Retour sur le stage avec Shimada senseï.


Grâce à la FIAMT et à l’initiative de Alain Stoll, une tournée de stage avec Shimada senseï à pu être organisé en France. Sa dernière venue datant de 2005, cette occasion était une opportunité à ne pas manquer. D’autant que l’intégralité de la recette devrait être versée pour les sinistrés de Fukushima.

C’était mon premier contact avec le Taikiken. Cette école m’attirait depuis quelques temps déjà par la sobriété de ses techniques et par la place omniprésente du combat. La réputation de combattant que possède Shimada senseï me convenait parfaitement pour ce petit week end au pays des cathares.

Michio Shimada avec son assistant

Le stage à commencé par le travail sur le ritsu zen avec plusieurs postures différentes. Le placement du coude, la sensibilité du poids dans chaque articulations. Le rôle des genoux en fermeture sur « monter » et en ouverture sur « descendre ».

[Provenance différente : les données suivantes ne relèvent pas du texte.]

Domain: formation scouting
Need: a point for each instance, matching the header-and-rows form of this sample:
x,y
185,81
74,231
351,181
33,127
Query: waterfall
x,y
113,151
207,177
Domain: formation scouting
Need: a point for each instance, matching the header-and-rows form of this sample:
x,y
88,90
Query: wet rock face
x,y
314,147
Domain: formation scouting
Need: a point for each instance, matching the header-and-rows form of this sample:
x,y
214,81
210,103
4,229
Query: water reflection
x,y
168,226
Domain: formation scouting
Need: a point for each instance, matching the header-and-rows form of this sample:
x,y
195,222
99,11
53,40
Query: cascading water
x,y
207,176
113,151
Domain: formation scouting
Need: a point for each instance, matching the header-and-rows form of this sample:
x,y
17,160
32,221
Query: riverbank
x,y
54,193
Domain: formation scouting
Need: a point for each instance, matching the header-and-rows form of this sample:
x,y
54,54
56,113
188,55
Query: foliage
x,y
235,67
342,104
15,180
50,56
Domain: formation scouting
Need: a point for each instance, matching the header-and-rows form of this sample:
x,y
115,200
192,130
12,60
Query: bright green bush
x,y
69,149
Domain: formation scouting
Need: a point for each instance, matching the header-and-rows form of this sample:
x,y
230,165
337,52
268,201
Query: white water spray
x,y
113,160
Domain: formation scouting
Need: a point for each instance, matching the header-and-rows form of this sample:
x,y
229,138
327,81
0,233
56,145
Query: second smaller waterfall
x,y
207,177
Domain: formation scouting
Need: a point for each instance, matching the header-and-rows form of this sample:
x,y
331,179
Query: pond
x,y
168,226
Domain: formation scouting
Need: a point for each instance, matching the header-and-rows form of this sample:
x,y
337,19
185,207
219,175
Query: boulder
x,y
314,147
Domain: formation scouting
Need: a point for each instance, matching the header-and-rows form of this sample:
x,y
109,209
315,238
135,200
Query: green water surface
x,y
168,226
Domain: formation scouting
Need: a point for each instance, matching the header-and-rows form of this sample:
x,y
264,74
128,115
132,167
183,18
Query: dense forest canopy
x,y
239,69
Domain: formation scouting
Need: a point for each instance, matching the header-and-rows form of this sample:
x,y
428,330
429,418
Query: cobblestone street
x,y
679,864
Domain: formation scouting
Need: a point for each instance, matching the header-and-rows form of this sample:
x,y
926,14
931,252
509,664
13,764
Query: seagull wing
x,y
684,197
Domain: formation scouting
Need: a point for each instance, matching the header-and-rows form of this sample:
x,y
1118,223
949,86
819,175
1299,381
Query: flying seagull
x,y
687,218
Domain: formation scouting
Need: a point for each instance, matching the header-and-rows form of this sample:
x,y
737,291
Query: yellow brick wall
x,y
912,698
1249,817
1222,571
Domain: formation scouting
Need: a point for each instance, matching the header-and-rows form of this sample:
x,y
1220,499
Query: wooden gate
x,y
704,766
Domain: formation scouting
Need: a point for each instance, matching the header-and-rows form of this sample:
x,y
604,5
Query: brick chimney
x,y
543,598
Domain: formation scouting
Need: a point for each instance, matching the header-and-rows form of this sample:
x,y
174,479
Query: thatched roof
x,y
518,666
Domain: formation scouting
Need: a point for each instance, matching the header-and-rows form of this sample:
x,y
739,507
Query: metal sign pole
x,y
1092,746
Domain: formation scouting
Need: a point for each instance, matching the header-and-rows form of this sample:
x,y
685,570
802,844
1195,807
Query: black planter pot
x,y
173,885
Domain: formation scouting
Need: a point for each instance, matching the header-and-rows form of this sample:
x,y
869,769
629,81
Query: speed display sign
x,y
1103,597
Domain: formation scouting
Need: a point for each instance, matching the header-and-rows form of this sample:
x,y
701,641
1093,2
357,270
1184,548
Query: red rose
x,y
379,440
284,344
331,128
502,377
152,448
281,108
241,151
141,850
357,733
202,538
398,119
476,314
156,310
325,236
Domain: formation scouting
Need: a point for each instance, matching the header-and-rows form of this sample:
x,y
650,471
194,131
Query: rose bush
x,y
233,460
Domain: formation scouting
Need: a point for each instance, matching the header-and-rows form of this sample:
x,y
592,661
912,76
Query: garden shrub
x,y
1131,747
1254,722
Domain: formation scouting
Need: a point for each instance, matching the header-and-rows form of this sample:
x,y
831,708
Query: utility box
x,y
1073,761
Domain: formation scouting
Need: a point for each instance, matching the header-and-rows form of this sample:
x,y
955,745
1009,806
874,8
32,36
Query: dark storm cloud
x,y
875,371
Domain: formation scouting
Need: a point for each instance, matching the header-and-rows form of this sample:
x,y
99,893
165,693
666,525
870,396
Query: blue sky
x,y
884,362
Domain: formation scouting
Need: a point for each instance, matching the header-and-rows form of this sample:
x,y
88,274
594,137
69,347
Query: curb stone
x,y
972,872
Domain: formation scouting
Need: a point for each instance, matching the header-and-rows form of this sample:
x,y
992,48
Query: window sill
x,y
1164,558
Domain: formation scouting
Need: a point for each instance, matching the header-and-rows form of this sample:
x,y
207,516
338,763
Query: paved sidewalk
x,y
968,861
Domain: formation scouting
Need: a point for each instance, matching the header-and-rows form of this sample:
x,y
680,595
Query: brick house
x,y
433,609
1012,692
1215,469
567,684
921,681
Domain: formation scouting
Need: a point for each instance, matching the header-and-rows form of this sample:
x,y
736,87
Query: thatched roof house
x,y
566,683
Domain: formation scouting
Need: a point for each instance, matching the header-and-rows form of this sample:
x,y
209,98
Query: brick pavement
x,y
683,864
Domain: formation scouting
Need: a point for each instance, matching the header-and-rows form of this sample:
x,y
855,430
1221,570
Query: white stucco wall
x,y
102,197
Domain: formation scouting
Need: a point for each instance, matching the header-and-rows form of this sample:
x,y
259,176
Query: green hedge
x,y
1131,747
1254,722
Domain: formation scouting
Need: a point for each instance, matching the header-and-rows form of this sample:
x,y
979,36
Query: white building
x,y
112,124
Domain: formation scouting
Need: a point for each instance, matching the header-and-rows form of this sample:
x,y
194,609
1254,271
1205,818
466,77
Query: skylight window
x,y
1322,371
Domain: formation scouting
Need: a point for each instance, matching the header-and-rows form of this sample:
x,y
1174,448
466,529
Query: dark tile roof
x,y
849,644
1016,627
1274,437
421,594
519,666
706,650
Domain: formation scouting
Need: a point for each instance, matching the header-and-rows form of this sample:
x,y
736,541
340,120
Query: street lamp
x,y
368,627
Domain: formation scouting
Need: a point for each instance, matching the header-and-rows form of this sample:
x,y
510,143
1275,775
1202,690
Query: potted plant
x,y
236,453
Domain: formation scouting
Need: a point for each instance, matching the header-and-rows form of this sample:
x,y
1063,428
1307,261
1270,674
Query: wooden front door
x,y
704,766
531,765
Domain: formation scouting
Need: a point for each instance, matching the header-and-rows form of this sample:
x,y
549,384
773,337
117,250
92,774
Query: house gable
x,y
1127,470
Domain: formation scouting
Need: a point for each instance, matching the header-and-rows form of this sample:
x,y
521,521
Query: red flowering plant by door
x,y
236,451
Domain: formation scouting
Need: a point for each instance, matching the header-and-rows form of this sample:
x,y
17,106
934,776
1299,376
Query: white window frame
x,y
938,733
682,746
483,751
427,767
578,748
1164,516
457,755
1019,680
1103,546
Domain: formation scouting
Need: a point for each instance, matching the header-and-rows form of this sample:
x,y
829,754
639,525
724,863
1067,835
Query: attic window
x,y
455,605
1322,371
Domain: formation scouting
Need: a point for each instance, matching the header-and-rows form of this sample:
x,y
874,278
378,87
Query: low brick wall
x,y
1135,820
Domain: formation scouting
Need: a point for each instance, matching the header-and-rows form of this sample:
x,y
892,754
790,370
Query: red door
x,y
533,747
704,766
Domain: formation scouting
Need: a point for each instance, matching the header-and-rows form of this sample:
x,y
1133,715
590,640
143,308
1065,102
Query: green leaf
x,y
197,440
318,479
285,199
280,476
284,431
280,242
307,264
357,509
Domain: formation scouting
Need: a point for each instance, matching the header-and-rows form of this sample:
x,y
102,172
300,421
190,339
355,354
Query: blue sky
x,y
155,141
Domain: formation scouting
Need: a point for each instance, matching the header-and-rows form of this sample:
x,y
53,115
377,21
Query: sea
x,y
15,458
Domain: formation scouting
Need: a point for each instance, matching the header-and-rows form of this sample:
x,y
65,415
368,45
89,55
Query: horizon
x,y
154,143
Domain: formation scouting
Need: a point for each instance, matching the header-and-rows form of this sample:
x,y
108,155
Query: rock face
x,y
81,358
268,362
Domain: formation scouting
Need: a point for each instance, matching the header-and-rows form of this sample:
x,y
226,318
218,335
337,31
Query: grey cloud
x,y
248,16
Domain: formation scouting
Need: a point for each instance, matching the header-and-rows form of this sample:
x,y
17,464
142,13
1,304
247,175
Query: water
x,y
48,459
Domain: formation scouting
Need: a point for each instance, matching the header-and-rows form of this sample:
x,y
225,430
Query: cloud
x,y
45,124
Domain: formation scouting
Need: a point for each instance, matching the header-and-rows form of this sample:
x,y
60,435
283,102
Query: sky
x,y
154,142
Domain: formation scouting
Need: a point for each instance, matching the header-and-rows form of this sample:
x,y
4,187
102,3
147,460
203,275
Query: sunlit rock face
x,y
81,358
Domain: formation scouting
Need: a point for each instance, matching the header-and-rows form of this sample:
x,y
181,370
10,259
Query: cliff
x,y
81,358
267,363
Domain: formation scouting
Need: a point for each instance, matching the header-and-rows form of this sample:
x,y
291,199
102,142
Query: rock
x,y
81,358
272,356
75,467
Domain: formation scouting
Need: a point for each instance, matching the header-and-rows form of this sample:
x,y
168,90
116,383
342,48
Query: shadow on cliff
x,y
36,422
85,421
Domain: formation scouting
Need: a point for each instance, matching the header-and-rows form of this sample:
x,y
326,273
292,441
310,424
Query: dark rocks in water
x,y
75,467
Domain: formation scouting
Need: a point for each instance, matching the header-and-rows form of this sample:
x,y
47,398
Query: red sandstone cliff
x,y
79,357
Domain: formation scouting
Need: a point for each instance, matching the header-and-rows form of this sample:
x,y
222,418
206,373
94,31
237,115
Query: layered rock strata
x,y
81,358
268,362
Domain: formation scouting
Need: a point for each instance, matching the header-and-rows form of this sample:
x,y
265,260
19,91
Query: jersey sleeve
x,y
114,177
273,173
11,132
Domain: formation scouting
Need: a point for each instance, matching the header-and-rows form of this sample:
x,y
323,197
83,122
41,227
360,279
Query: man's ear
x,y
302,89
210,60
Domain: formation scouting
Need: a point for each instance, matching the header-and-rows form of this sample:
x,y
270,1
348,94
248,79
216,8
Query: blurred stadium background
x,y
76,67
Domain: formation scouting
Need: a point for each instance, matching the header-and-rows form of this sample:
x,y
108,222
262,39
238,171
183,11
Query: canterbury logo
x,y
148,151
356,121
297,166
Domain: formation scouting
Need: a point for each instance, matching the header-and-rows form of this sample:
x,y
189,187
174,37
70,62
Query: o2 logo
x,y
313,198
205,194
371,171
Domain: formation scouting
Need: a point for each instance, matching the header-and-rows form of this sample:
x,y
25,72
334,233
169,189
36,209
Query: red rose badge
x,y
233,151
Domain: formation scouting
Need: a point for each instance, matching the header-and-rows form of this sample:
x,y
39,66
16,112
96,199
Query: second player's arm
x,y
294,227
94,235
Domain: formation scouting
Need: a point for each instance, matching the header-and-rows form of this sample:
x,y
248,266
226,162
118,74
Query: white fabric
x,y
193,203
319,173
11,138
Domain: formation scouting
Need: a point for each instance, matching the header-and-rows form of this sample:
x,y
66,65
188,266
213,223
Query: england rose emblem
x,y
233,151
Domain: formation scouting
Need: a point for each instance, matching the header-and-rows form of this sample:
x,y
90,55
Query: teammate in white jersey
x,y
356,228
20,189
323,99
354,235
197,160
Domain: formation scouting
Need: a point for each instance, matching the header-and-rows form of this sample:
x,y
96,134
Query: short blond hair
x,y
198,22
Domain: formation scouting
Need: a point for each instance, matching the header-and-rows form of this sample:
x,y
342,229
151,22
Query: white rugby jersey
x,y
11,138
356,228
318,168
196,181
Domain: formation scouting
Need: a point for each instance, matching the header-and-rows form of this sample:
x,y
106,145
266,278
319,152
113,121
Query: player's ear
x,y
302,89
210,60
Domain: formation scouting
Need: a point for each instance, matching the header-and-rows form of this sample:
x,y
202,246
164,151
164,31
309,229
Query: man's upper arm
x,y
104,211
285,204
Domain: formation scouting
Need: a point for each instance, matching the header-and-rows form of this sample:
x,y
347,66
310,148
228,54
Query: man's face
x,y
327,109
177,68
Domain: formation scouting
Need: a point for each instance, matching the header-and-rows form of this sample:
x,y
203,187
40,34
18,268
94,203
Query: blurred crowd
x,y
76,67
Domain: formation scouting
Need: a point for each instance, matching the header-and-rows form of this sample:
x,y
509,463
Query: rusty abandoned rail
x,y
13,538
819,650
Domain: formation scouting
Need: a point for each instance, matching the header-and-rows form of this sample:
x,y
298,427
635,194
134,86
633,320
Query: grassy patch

J’ai été content de pouvoir poursuivre le travail initié sur ceux-ci, de corriger certaines erreurs et surtout d’en approfondir la technique. Sentir et imaginer, voilà les maîtres mots sur le travail.

Dans l’après-midi nous avions pu mettre en pratique, dans un travail à deux, un des exercices travaillé dans le ritsu zen ; prendre le contact avec les bras du partenaire et à tirer-dévier sa garde par l’action du buste.

Michio Shimada avec une stagiaire

D’autres exercices à deux furent travaillés insistant sur les déplacements, absorption, abaissement de la garde, déviation de frappes, prise du centre de l’adversaire, etc. Shimada senseï a beaucoup insisté sur la verticalité, le transfère de poids lors des déplacements en zigzag, sur le bon placement du coude et l’assouplissement du cou. Véritable conducteur du ki, le péage de l’intention et de l’action.

Le lendemain matin nous avons travaillé sur le déverrouillage articulaire des épaules, un point sur lequel Shimada à beaucoup insisté à cause d’une douleur récente.

Après le haut c’est le bas avec l’assouplissement du bassin qui fut travaillé initiant le travail de coups de pieds. Les coups d’arrêts sur l’attaque de l’adversaire, sur les déplacements latéraux et des coups de pieds de face, en poursuite, avec un engagement de poids, presque un saut vers l’avant.

Les stagiaires, une quarantaine de personne, ont été partagé dès le début en groupes ; santé et combat. Et la fin de la matinée s’été terminé par du kumité entre les personnes désigné par Shimada lui-même. Des séries d’assauts, deux ou trois selon la qualité d’engagement de chacun de protagonistes.

Un souvenir du stage. 😉

Ce stage à été l’occasion de rencontrer également des personnes avec autant  de qualités humaines que de qualités de véritables pratiquants. Dont je tiens remercier ici pour la gentillesse et sympathie ; A. Schneider et A. Stoll.